Scrapy_redis is a redis-based scrapy component that can be used to quickly implement simple distributed crawler programs. This component provides three main functions:
(1) dupefilter -- URL deduplication rule (used by the Scheduler)
(2) sched -- Scheduler
(3) pipeline-Data Persistence
1. Install redis
Go to the official website to download redis and install it on your computer
Ii. Install the scrapy_redis component
Open the terminal and enter Pip install scrapy-redis (OS/Linux)

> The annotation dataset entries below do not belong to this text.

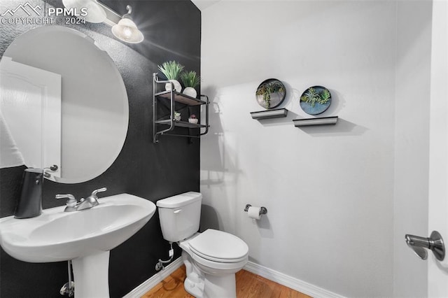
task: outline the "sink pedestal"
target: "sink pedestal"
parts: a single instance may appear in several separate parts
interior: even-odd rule
[[[109,255],[102,251],[71,260],[75,298],[109,297]]]

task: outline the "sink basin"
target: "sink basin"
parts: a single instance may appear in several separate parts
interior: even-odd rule
[[[98,201],[99,205],[80,211],[64,212],[65,206],[62,206],[45,209],[36,218],[1,218],[0,245],[22,261],[71,260],[75,297],[108,297],[109,250],[148,222],[156,207],[150,201],[128,194]]]
[[[0,244],[25,262],[73,260],[115,248],[153,216],[155,205],[128,194],[99,199],[90,209],[64,212],[65,206],[43,210],[40,216],[0,220]]]

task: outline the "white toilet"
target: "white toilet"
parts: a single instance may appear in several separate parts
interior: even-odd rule
[[[198,233],[202,194],[189,192],[157,201],[163,238],[177,242],[186,265],[186,290],[200,298],[236,297],[235,273],[247,263],[239,238],[209,229]]]

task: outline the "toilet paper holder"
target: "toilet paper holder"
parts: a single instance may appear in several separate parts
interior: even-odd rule
[[[246,207],[244,207],[244,211],[247,212],[249,210],[249,207],[251,207],[252,205],[251,205],[250,204],[246,204]],[[266,208],[266,207],[260,207],[260,215],[261,215],[262,214],[266,214],[267,213],[267,209]]]

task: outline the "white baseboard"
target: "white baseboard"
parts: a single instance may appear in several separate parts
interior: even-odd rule
[[[153,288],[155,287],[158,283],[174,272],[178,267],[182,266],[183,264],[183,262],[182,262],[181,257],[176,259],[169,265],[167,266],[164,270],[154,274],[149,279],[146,280],[146,281],[124,296],[123,298],[141,297]],[[296,291],[299,291],[314,298],[344,298],[344,296],[322,289],[306,281],[300,281],[300,279],[265,267],[253,262],[248,262],[244,269],[253,274],[267,278],[270,281],[275,281],[277,283],[290,288],[293,290],[295,290]]]
[[[182,257],[178,257],[173,261],[169,265],[167,266],[164,269],[156,273],[149,278],[146,281],[139,285],[135,289],[127,293],[123,298],[140,298],[144,295],[148,291],[155,287],[158,283],[165,279],[169,275],[174,272],[178,267],[182,266]]]
[[[248,262],[244,269],[314,298],[344,298],[344,296],[322,289],[306,281],[300,281],[253,262]]]

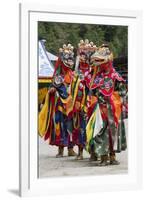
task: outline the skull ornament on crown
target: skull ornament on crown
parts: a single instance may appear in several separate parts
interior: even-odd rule
[[[66,67],[73,68],[75,59],[74,59],[74,47],[71,44],[64,44],[63,48],[59,49],[59,56],[63,64]]]
[[[88,39],[80,40],[78,43],[79,62],[89,63],[90,56],[96,51],[96,45]]]

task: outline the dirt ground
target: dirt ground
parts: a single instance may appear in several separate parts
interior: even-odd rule
[[[125,120],[126,132],[128,123]],[[77,146],[74,147],[77,152]],[[75,157],[67,156],[67,148],[64,149],[64,157],[56,158],[57,147],[50,146],[39,138],[39,178],[60,177],[60,176],[87,176],[87,175],[108,175],[126,174],[128,172],[128,150],[117,153],[120,165],[97,166],[97,161],[89,161],[89,153],[84,150],[84,159],[75,160]]]

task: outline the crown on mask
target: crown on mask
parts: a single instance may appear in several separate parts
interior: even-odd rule
[[[91,63],[97,65],[113,61],[113,53],[109,48],[108,44],[102,44],[97,48],[95,53],[91,56]]]
[[[62,48],[59,49],[59,55],[64,65],[72,68],[74,65],[74,47],[71,44],[64,44]]]
[[[80,42],[78,43],[79,53],[82,53],[82,52],[85,52],[85,53],[94,52],[96,49],[97,49],[96,45],[92,41],[89,42],[88,39],[80,40]]]

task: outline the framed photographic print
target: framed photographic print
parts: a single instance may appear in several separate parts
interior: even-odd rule
[[[20,195],[140,188],[141,13],[19,10]]]

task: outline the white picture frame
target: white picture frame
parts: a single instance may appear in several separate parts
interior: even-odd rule
[[[142,14],[140,11],[99,10],[20,4],[20,196],[134,190],[142,186]],[[128,174],[38,178],[37,21],[79,22],[128,26]],[[138,51],[137,51],[138,49]]]

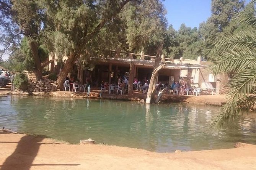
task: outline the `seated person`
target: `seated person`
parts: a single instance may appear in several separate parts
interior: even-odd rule
[[[128,80],[127,80],[127,79],[126,79],[126,77],[124,77],[124,83],[126,84],[126,85],[128,85]]]
[[[172,83],[171,87],[171,90],[173,90],[174,89],[174,86],[175,85],[175,84],[176,84],[176,82],[174,82],[173,83]]]
[[[174,90],[174,89],[176,89],[176,90],[179,89],[179,87],[180,87],[179,84],[178,82],[177,82],[175,83],[175,84],[174,85],[174,87],[173,89]]]
[[[123,81],[121,84],[119,85],[119,87],[124,87],[126,86],[126,84],[124,83],[124,81]]]
[[[133,82],[133,83],[134,84],[137,84],[138,83],[138,79],[136,78],[136,77],[134,77],[134,80]]]
[[[122,80],[122,77],[118,77],[118,79],[117,79],[117,85],[120,85],[122,83],[121,83],[121,81]]]
[[[148,87],[149,86],[149,85],[148,83],[148,80],[147,80],[146,81],[146,82],[144,84],[144,89],[148,89]]]

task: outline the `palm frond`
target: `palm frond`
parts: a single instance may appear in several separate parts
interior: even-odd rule
[[[223,72],[238,72],[256,66],[256,53],[248,48],[223,51],[214,56],[214,58],[208,69],[215,75]]]
[[[240,23],[243,22],[253,26],[256,25],[256,13],[254,5],[256,0],[253,0],[248,3],[243,10],[234,14],[235,19],[237,19]]]
[[[232,100],[219,110],[220,113],[213,119],[210,124],[210,128],[223,128],[231,121],[236,119],[240,114],[248,111],[256,104],[256,95],[246,95],[245,97]]]
[[[207,42],[207,55],[210,57],[222,51],[237,51],[239,49],[255,49],[256,48],[256,30],[251,29],[235,34],[228,33],[212,38]]]
[[[256,85],[256,66],[251,69],[245,69],[233,75],[230,84],[231,94],[245,96],[254,93]]]

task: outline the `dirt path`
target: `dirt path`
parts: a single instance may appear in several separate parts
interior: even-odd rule
[[[158,153],[0,133],[0,170],[256,170],[256,146]]]

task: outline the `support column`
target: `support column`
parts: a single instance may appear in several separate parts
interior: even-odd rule
[[[130,74],[128,83],[128,95],[132,95],[133,91],[133,79],[134,77],[134,63],[130,63]]]
[[[112,64],[109,64],[108,65],[108,83],[111,83],[111,71],[112,70]]]
[[[217,75],[217,80],[216,82],[216,92],[217,95],[220,94],[220,88],[221,88],[221,76],[220,76],[220,74],[218,74]]]

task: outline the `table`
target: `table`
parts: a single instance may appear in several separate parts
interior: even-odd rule
[[[215,93],[215,95],[217,95],[217,89],[215,88],[210,88],[210,93],[212,92],[212,95],[213,95],[213,93]]]
[[[111,92],[113,90],[113,94],[115,94],[115,89],[117,87],[118,87],[118,86],[116,85],[109,85],[109,94],[111,93]]]

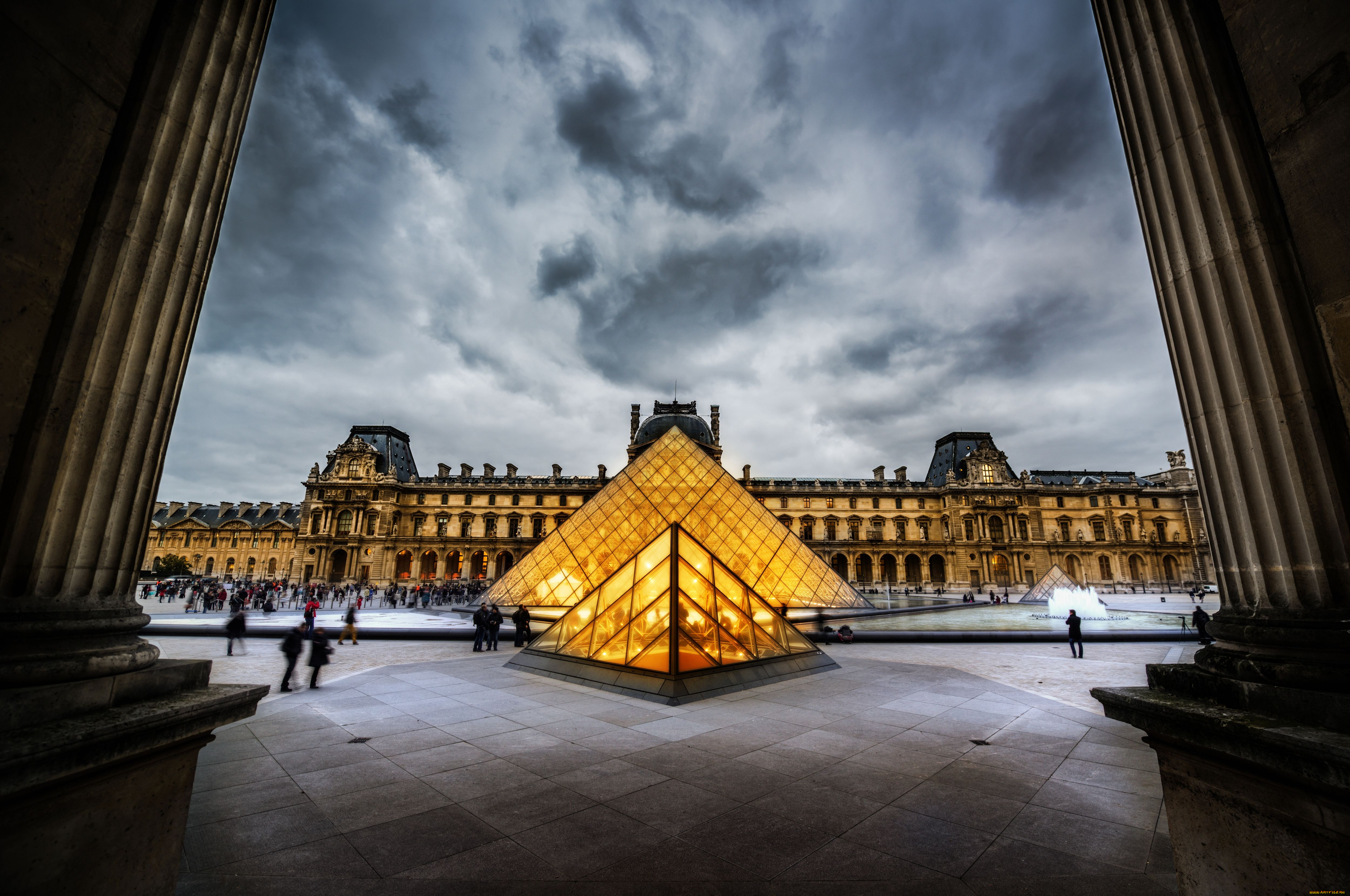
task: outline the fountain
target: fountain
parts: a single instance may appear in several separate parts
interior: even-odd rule
[[[1096,596],[1096,588],[1056,588],[1050,594],[1049,611],[1045,614],[1052,619],[1065,619],[1069,610],[1077,613],[1080,619],[1111,619],[1107,614],[1106,602]],[[1125,617],[1116,617],[1125,618]]]

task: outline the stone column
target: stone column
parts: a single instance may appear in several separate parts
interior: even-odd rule
[[[1343,885],[1350,439],[1332,356],[1350,355],[1327,321],[1350,294],[1350,174],[1332,162],[1350,146],[1335,74],[1350,16],[1241,0],[1094,11],[1222,603],[1195,665],[1094,695],[1158,753],[1183,893]]]
[[[0,16],[8,892],[173,892],[197,750],[266,694],[158,660],[132,594],[271,7]]]

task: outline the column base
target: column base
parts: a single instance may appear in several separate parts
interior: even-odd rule
[[[0,691],[7,710],[49,717],[0,742],[5,892],[173,893],[197,752],[269,691],[207,684],[209,671],[209,661],[162,660],[115,676],[127,680],[109,683],[97,708],[92,681]],[[50,718],[42,696],[74,714]]]
[[[1158,687],[1187,668],[1149,667],[1149,688],[1092,690],[1158,756],[1183,896],[1343,888],[1350,735]]]

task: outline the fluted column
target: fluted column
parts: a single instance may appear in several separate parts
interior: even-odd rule
[[[1216,563],[1196,663],[1350,691],[1346,422],[1224,23],[1092,5]]]
[[[0,685],[157,659],[132,590],[273,0],[127,3],[59,27],[38,8],[5,26],[32,53],[11,59],[7,100],[24,192],[0,263],[23,273],[5,300],[24,316],[0,327],[18,371],[0,401]],[[61,43],[77,27],[89,39]]]

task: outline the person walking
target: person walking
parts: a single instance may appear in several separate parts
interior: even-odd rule
[[[487,605],[481,605],[474,610],[474,653],[482,653],[483,640],[487,637]]]
[[[281,652],[286,654],[286,673],[281,676],[281,690],[290,691],[290,676],[296,671],[296,663],[300,661],[300,652],[305,649],[305,633],[301,626],[296,626],[286,633],[286,637],[281,640]]]
[[[328,654],[333,649],[328,646],[328,636],[324,634],[323,629],[315,629],[309,633],[309,665],[313,672],[309,675],[309,687],[319,687],[319,669],[328,665]]]
[[[1210,614],[1204,611],[1204,607],[1196,607],[1191,611],[1191,625],[1195,626],[1195,633],[1200,636],[1200,644],[1210,644],[1210,633],[1206,632],[1206,626],[1210,625]]]
[[[239,652],[248,654],[248,645],[244,644],[244,633],[248,629],[247,610],[240,607],[230,621],[225,622],[225,656],[235,654],[235,641],[239,641]]]
[[[502,611],[493,605],[493,609],[487,611],[487,644],[483,649],[495,650],[497,649],[497,630],[502,627]]]
[[[338,644],[342,644],[350,636],[351,637],[351,645],[356,646],[356,607],[351,607],[351,606],[347,607],[347,615],[343,617],[343,623],[344,625],[343,625],[343,629],[342,629],[342,634],[338,636]]]
[[[1064,625],[1069,626],[1069,653],[1073,653],[1073,645],[1079,645],[1079,652],[1073,653],[1073,659],[1083,659],[1083,619],[1073,610],[1069,610],[1069,618],[1064,621]]]
[[[510,614],[510,621],[516,626],[516,646],[522,648],[529,644],[529,610],[525,605],[516,607]]]

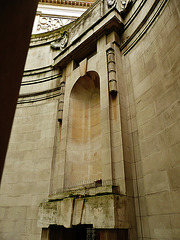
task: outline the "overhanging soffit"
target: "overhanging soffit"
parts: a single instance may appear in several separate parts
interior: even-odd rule
[[[96,44],[97,40],[103,35],[107,35],[112,31],[120,35],[123,26],[118,10],[116,8],[111,9],[54,58],[54,67],[63,69],[80,52],[86,54],[87,49]]]

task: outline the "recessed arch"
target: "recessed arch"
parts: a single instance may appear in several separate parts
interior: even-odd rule
[[[64,185],[101,178],[100,80],[96,72],[88,72],[70,94]]]

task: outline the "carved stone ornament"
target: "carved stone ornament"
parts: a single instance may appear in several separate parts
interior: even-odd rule
[[[112,7],[116,4],[116,0],[107,0],[108,7]]]
[[[68,43],[68,33],[64,32],[61,37],[55,42],[51,43],[51,48],[55,50],[63,51]]]
[[[131,3],[132,0],[121,0],[121,12],[126,12]]]

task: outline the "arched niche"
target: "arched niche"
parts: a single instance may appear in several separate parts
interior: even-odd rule
[[[64,185],[101,178],[100,81],[96,72],[88,72],[70,94]]]

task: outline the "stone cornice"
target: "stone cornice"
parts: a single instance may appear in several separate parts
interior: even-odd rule
[[[66,6],[78,6],[78,7],[90,7],[95,1],[75,1],[75,0],[39,0],[39,3],[66,5]]]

By default, components are installed in site-packages in the corresponding Python folder. For example,/usr/local/lib/python3.7/Site-packages/scrapy_redis
Iii. Details about scrapy_redis Functions
(1) URL deduplication
1. Source Code/usr/local/lib/python3.7/Site-packages/scrapy_redis/dupefilter. py
Configuration Information in setting. py:
# Redis configuration redis_host = "127.0.0.1" redis_port = 6366redis_params = {} redis_encoding = "UTF-8" dupefilter_class = "bytes" dupefilter_key = "dupefilter: % (timestamp) S"
2. Rewrite dupefilter
You can customize dupefilter as needed.
Create the file dupefilter. py in the directory of spiders, and write the code:
"Override dupefilter" From writable import rfpdupefilterfrom scrapy_redis.connection import into mydupefilter (rfpdupefilter): @ classmethod def from_settings (CLS, settings): Server = setting (settings) key = "my_scrapy_2_dupfilter" # rewrite key DEBUG = settings. getbool ('dupefilter _ debug') return Cls (server, key = key, DEBUG = Debug)
Configure settings. py:
# Redis configure redis_host = "127.0.0.1" # host redis_port = 6379 # port number redis_params = {}# connection parameter redis_encoding = "UTF-8" # encoding rules # configure your own dupefilter path dupefilter_class = "bytes"
(2) Scheduler
1. breadth first and depth first
(1) Stack-back-to-first-out-breadth-first-lifoqueue (list)
(2) queue-first-in-first-out-depth-first-in-depth Queue (list)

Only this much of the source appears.